Appello contro l'indifferenza verso i conflitti
Il mondo assiste a un grido di dolore proveniente da diverse aree geografiche. Il Cardinale Domenico Battaglia, arcivescovo di Napoli, ha espresso profonda preoccupazione. Le sue parole sono emerse durante l'omelia per le celebrazioni del 'miracolo di maggio' di San Gennaro. L'arcivescovo ha evidenziato le sofferenze in Medio Oriente e nel Golfo. Ha menzionato le ferite ancora aperte in Ucraina. Ha parlato anche dei conflitti trascurati dai media. Questi conflitti continuano a distruggere vite e speranze.
Le sue dichiarazioni sottolineano una sensazione di stallo nell'umanità. Sembra che il cammino verso la pace si sia interrotto. La paura e l'abitudine alla guerra hanno spento il coraggio. La domanda centrale che emerge è se sia possibile riprendere questo percorso. La risposta del Cardinale è affermativa, ma richiede azioni concrete.
La pace richiede passi, non solo parole
Il Cardinale Battaglia ha chiarito che la ripresa del cammino verso la pace non può avvenire solo a parole. Sono necessari passi concreti e coraggiosi. Mentre il mondo sembra fermarsi, è fondamentale continuare a muoversi. È importante procedere anche quando altri scelgono l'escalation militare. La tentazione di erigere muri deve essere contrastata con l'azione.
Il disarmo è presentato come una strategia pericolosa per chi detiene il potere. Una pace disarmata sfugge al controllo. Essa ha il potere di destabilizzare, inquietare e convertire. Questo concetto sfida le logiche convenzionali di sicurezza basate sulla forza militare. La vera sicurezza risiede nella capacità di rinunciare alla violenza.

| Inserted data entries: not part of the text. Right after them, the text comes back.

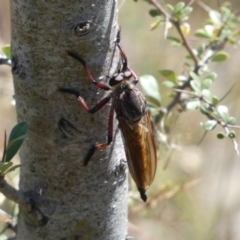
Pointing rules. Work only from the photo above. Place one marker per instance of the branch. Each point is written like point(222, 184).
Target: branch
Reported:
point(23, 201)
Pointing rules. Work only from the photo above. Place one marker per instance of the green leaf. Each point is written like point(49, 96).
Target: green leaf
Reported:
point(215, 16)
point(170, 75)
point(174, 41)
point(210, 125)
point(151, 88)
point(7, 51)
point(186, 11)
point(220, 135)
point(156, 23)
point(220, 56)
point(211, 75)
point(16, 138)
point(154, 12)
point(194, 76)
point(168, 84)
point(232, 135)
point(207, 95)
point(4, 166)
point(177, 8)
point(232, 121)
point(193, 105)
point(182, 78)
point(195, 86)
point(206, 83)
point(170, 8)
point(204, 108)
point(223, 113)
point(215, 100)
point(201, 33)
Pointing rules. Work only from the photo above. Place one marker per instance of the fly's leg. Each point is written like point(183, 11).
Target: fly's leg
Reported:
point(98, 106)
point(101, 145)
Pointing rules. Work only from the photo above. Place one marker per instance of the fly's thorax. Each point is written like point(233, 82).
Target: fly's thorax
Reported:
point(128, 102)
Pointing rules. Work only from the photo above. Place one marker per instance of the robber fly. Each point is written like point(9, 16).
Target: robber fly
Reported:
point(134, 122)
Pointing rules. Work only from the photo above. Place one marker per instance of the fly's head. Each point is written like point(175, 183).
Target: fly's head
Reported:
point(129, 102)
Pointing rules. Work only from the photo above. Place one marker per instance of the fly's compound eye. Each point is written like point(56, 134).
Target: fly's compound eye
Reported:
point(116, 79)
point(127, 74)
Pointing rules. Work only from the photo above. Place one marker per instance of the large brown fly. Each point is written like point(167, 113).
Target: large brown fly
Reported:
point(134, 122)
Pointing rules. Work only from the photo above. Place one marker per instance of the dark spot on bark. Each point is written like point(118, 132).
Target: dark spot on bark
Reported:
point(83, 28)
point(66, 128)
point(120, 170)
point(17, 67)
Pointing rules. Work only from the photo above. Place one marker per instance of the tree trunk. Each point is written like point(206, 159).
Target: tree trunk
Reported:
point(73, 202)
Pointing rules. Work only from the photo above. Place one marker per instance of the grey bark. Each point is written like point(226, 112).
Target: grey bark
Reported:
point(73, 202)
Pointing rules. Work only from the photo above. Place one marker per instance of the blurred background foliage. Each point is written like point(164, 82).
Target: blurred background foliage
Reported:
point(196, 192)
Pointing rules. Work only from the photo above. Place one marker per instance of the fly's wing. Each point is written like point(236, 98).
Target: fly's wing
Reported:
point(140, 151)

Il coraggio di disarmarsi per costruire la pace
La costruzione della pace richiede un coraggio diverso da quello associato alla difesa. Non si costruisce accumulando armamenti. La pace non si custodisce con la minaccia. Non si garantisce alimentando la paura. Il Cardinale Battaglia ha affermato che la pace nasce quando qualcuno sceglie di disarmarsi.
Questo atto di disarmo incute timore. È più spaventoso che armarsi. È facile ricorrere a parole dure, giudizi affrettati e sospetti. È semplice costruire muri, definendoli misure di sicurezza. Al contrario, disarmarsi significa esporsi. Significa fidarsi, rischiare di essere feriti. Significa amare anche quando non è conveniente o vantaggioso.

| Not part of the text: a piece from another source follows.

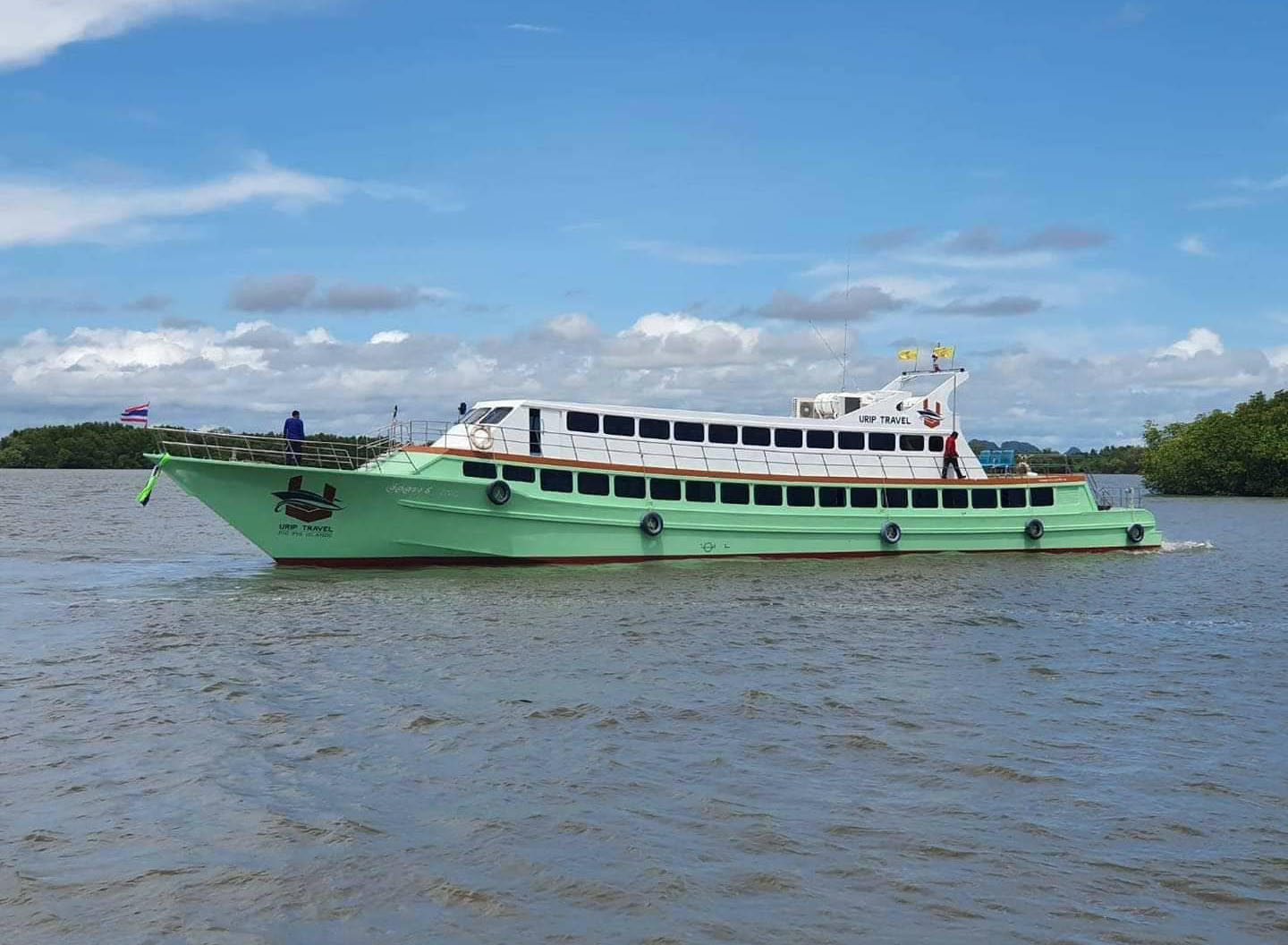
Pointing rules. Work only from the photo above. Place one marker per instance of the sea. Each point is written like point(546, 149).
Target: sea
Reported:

La guerra nei cuori e la pace interiore
L'arcivescovo ha evidenziato un aspetto cruciale: la guerra non è confinata ai telegiornali. La guerra risiede anche nei cuori delle persone. Si nasconde nei pensieri inespressi. Si insinua nei rapporti interpersonali danneggiati. Cresce nei rancori che vengono coltivati. Questi elementi alimentano un clima di ostilità.
Pertanto, la preghiera per la pace mondiale, sebbene importante, non è sufficiente. Sarebbe un approccio troppo facile. La vera chiamata è permettere alla pace di germogliare dall'interno. Non ci sarà mai pace duratura all'esterno se questa non nasce prima dentro ognuno di noi. La trasformazione interiore è il primo passo fondamentale.
Domande e Risposte
Perché il Cardinale Battaglia parla di disarmo?

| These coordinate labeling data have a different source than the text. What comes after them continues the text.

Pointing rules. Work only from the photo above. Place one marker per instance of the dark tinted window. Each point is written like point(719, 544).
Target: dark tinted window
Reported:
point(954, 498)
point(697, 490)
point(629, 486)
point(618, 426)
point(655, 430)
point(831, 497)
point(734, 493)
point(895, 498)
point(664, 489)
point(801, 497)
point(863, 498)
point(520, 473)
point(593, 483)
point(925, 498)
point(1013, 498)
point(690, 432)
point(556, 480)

Il Cardinale Battaglia parla di disarmo come un atto coraggioso necessario per costruire la pace. Sostiene che la vera pace non si ottiene con la forza o la minaccia, ma rinunciando alla violenza e aprendosi all'altro, anche a costo di esporsi e rischiare.
Cosa intende il Cardinale per "guerra nei cuori"?
Con "guerra nei cuori", il Cardinale Battaglia intende i conflitti interiori, i rancori, i giudizi negativi e i pensieri ostili che le persone coltivano. Sostiene che la pace esteriore non può esistere senza una pace interiore, che nasce dalla capacità di superare questi conflitti personali.